I’ll take that bet

Former CEO of ITXC and now high-priced consultant Tom Evslin says There Won’t Be Any Landlines in 2013.

I love bold predictions. It’s nice to see people put their neck out. In 1999 I proclaimed that light bulbs would have IP addresses by 2005. I think I lost that bet. And here’s why Tom is wrong on this one:

In a perfect world, there would already be no copper landlines. If telcos used normal math and logic, they would have pulled them years ago. The problem is, that’s not how telcos work. 2013 is just too soon. There are billions of landlines already operating today. Believe it or not, at the rate copper decays, many miles of NEW COPPER are laid into the ground every year. That sounds ridiculous to any thinking person, right? It would be way cheaper to replace that copper with fiber. But here’s why they don’t do it: supporting infrastructure costs. They have a bunch of guys in trucks already trained and loaded with spare parts and a massive support infrastructure already in place that knows how to maintain the copper. They don’t want to spend the money to set up all that infrastructure, train their staff, stock spare parts, testing, troubleshooting etc. for a new technology, even if it is cheaper to deploy and maintain. They will have to bite the bullet sometime, of course, but this will not be complete by 2013.

Telcos take a long time to do anything. The very fact that a project to replace or phase out the copper plant is not already on the books, to say nothing of already underway, means there is no way it could be completed by 2013.

People are also slow to change. Tom himself notes that “old technologies have a long tail. Mainframe computers are still around decades after people (including me) predicted their demise.” The copper plant will be no different. Even if 80% of the copper plant is gone by 2013, which I think is overly optimistic and far exceeds all analyst estimates, it will be many many decades before that last 20% goes away. Consider that here in 2007 there are still about as many people using leased rotary phones as there are people using Vonage.

Tom says people will switch to VoIP and that everyone will have “wireless hotspots in our homes by one means or another” by 2012. The question is, will those hotspots support VoIP, particularly third-party VoIP? Or the more basic question is, will there really be a compelling offer of some kind, whether VoIP, or mobile, or something else, that induces people to switch? The fact is, despite all the VoIP hype, penetration is still minuscule and it is not growing all that fast. Even the most aggressive estimates give VoIP less than 10 percent of all landlines in the U.S. today, and over half of these are second lines, or VoIP being used along with a traditional copper pair landline, not instead of.
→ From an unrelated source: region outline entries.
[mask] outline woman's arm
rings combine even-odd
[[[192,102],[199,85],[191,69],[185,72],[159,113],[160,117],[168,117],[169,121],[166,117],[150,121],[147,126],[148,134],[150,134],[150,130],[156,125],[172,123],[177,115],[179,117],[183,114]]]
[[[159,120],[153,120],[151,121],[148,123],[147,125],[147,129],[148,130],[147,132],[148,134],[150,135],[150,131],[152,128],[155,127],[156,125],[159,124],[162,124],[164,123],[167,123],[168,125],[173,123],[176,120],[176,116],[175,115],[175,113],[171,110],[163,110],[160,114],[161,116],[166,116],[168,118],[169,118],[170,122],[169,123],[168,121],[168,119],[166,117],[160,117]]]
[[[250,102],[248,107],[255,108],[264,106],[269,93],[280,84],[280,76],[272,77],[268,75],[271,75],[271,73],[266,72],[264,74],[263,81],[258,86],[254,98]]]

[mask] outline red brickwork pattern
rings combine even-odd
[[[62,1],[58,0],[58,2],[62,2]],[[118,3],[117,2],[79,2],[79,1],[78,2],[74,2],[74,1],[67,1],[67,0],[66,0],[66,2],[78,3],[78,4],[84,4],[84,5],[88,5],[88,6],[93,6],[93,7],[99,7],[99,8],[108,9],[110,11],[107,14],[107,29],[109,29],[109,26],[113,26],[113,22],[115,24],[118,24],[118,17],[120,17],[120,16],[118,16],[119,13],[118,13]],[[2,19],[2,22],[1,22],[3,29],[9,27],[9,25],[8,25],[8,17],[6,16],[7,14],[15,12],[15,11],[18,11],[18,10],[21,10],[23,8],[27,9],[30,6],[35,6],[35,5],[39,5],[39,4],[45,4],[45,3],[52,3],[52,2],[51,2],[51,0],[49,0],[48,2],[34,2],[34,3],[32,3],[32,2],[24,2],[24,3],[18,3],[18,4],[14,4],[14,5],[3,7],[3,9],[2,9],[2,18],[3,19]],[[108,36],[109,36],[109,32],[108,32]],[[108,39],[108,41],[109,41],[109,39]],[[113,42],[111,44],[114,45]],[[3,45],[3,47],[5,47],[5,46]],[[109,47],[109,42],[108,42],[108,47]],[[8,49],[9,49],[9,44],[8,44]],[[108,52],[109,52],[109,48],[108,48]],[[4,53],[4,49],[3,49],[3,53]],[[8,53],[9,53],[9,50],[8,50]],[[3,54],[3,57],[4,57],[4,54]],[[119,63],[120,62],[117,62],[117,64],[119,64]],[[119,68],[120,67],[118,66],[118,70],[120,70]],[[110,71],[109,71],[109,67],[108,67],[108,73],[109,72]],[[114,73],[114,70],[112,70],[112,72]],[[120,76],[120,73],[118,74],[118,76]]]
These aggressive estimates say about 1/3 of all lines will be VoIP by 2010 [1] — others say fixed line penetration will still be 74% in 2010 [2]. Either way, that leaves the clear majority of customers on good old copper lines, certainly enough to justify (in telco’s minds) maintaining the plant that supports those customers.

And then there’s the dirty little secret in the “copper plant goes away” logic. Even if everyone switches to VoIP, doing so requires broadband — and the most common broadband deployed today worldwide is, you guessed it, DSL over copper. So this means even if people switch to VoIP (or whatever), their broadband service would still have to be moved off the copper plant too, again, something that is just not going to happen universally by 2013.

So, in short, even if killing it is the sane thing to do, it won’t happen, and the copper plant will still exist in 2013 and well beyond. As ridiculkous as it sounds, it may even still be dominant in 2013.